In PySLM, the slicing and hatching problem is inherently parallelisable simply because we can discretise areas the geometry into disrcete layers that for most situations behave independent. However, the actual underlying algorithms for slicing, offsetting the boundaries, clipping the hatch vectors is serial (single threaded). In order to significantly reduce the process time, multi-threaded processing is very desirable
Multi-threading in Python
Unfortunately, Python like most scripting or interpreter languages of the past are not inherently designed or destined to be multi-threaded. Perhaps, this may change in the future, but other scripting languages may fill this computational void (Rust, Julia, Go). Python, by intentions limits any multi-threaded use in scripts by using a construct known as the GIL – Global Interpreter Lock. This is a shared situation in other common scripting languages Matlab (ParPool), Javascript (Worker) where the parallel computing capability of multi-core CPUs cannot be exploited in a straightforward manner.
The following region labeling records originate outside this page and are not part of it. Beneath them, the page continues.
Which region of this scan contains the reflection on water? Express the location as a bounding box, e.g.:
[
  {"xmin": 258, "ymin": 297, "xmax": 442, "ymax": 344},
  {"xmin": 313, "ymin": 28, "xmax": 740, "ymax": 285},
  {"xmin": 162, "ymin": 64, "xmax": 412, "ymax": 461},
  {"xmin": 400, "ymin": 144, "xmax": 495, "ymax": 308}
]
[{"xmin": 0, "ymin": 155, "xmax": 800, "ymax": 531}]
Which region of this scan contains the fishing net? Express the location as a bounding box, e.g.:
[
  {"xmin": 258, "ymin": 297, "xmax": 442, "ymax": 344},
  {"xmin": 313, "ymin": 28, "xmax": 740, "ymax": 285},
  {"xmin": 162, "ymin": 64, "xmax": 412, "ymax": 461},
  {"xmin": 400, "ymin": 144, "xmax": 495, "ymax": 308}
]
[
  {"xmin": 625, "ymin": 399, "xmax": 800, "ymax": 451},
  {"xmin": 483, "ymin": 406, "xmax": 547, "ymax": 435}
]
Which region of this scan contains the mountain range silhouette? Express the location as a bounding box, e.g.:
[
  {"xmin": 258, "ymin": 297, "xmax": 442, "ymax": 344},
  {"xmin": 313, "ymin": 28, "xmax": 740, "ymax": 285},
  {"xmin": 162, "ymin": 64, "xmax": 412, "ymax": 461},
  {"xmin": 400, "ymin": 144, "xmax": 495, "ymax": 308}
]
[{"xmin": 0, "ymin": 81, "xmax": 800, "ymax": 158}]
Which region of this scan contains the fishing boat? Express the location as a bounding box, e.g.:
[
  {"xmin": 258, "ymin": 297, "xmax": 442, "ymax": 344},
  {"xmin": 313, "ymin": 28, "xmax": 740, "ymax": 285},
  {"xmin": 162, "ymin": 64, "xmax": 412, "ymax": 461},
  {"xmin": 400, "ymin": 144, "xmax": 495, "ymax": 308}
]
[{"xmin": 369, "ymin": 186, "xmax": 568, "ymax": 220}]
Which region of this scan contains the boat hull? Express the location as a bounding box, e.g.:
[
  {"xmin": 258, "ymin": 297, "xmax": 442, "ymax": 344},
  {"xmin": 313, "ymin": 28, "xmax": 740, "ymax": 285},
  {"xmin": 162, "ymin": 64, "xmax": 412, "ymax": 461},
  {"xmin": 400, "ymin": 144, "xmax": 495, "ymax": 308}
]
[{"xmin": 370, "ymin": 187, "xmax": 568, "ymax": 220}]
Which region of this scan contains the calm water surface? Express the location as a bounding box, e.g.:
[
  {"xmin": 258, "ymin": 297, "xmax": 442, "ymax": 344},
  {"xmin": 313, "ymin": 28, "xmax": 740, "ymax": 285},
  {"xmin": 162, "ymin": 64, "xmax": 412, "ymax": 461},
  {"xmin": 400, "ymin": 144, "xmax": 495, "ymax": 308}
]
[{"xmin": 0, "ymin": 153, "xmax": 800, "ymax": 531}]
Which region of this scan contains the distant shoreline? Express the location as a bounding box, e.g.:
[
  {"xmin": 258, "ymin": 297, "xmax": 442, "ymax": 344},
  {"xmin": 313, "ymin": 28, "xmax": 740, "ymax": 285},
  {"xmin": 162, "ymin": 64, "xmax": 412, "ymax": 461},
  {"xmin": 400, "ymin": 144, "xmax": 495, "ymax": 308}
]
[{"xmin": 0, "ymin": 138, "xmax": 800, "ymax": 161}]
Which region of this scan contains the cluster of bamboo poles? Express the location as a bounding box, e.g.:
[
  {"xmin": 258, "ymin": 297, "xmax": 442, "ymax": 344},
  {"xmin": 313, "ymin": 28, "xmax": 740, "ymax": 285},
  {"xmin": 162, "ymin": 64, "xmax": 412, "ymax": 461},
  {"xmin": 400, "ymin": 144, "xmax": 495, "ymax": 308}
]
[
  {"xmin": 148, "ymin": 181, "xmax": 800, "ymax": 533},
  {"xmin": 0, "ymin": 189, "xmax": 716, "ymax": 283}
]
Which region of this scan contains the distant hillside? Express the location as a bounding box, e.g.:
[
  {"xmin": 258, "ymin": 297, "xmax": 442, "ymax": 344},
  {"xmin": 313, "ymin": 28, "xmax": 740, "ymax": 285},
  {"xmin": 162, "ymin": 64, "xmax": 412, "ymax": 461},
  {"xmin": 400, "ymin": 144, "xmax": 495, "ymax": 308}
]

To some extent special distributions such as via the Anaconda distribution, core processing libraries such as numpy, scipy, scikit libraries internally are generally multi-threaded and support vectorisation via native CPU extensions. More computational mathematical operations and algorithms can to some extent be optimised to run in parallel automatically using numba, numexpr, and however, this cannot cover more broad multi-functional algorithms, such as those used in PySLM.
Python has the thread module for multi-threaded processing, however, for CPU bound processing it has very limited use This is because Python uses the global interpreter lock – GIL and this only allows one programming thread (i.e. one line) to be executed at any instance. It is mainly used for asynchronous IO (network or filesystem) operations which can be processed in the background.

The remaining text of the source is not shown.